Ana Sayfa
Ana Sayfa
 
Kitap
Beyan
Yeni Sayı
Arşiv
Haber
Sizden Gelen
Link
Email

Sudan'ın Yeni Özellikleri

Allah, sizlerden iman edip salih amel işleyenleri, kendilerinden öncekileri yeryüzünde Halife kıldığı gibi onları da yeryüzünde Halife kılacağını, onlar için seçtiği dinlerini yeryüzünde hakim kılacağını, (geçirdikleri) bu korku durumlarını güvene çevireceğini vaâdetti. Zira onlar yalnız Bana ibadet eder ve hiçbir şeyi Bana ortak koşmazlar. Her kim de bundan sonra inkâr ederse işte onlar fasıkların ta kendileridir. [Nur 55]

- Basın Açıklaması -

Yeni Sudan denilen şeyin tartışıldığı otellerin ve gazinoların koridorlarında düzenlenen birtakım toplantılar ile beş gün geçirdikten sonra Güney Sudan isyancılarının heyeti, dünden önce Hartum'dan ayrıldı ve Yasir 'Urman Hilton Oteli'nde şöyle bir açıklamada bulundu: "Eski Sudan'ı gömmek üzere Garang'a taşımak ve onun kalıntıları üzerine Yeni Sudan'ı kurmak için geldik."

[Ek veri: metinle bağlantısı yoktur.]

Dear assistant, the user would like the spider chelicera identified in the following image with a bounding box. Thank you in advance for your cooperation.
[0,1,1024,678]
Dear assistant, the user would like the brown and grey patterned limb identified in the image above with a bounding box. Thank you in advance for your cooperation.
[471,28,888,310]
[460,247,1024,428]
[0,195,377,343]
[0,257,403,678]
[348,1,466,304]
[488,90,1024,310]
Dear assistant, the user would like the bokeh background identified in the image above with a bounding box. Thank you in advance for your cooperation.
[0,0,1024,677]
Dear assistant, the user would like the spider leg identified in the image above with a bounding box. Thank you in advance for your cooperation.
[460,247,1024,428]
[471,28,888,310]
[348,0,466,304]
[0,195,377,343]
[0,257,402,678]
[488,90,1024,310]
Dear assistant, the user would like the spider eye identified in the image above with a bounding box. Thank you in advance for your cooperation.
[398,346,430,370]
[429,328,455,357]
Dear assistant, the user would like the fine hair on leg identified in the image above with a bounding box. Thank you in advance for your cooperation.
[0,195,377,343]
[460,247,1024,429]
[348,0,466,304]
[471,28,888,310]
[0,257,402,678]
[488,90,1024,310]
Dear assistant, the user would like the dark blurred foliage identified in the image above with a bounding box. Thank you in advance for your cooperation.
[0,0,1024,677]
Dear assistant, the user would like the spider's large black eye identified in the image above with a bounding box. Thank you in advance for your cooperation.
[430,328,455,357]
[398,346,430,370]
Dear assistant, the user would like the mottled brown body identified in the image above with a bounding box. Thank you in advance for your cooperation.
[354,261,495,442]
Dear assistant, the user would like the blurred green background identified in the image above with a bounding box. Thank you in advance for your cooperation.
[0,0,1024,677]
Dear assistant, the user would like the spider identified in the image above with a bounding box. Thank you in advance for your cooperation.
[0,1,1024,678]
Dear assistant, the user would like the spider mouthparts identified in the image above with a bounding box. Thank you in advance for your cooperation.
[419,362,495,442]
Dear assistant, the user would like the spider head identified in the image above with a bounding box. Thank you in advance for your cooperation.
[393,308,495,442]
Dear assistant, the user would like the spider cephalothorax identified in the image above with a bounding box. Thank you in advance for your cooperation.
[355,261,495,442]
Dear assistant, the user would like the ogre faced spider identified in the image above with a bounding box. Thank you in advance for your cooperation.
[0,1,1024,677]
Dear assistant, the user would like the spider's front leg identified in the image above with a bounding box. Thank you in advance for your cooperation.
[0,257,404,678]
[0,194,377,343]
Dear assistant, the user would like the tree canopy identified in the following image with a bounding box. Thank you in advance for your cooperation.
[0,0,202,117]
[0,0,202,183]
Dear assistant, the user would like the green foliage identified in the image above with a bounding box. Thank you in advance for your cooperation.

İsyancıların üzerinde tartıştıkları Yeni Sudan'ın özellikleri şunlardır:

1. Şüphesiz bu, Amerikan mızrakları altında bina edilmiş bir Sudan'dır ve el-Ra'y el-'Amm gazetesinin 05.12.2003 Cuma günü Hartum'da yayınlanan 2262 numaralı baskısında beyan edildiğine göre bu, Amerikan İstihbaratı'ndaki yetkililerin isyancılara eşlik etmesinde açığa çıkmaktadır.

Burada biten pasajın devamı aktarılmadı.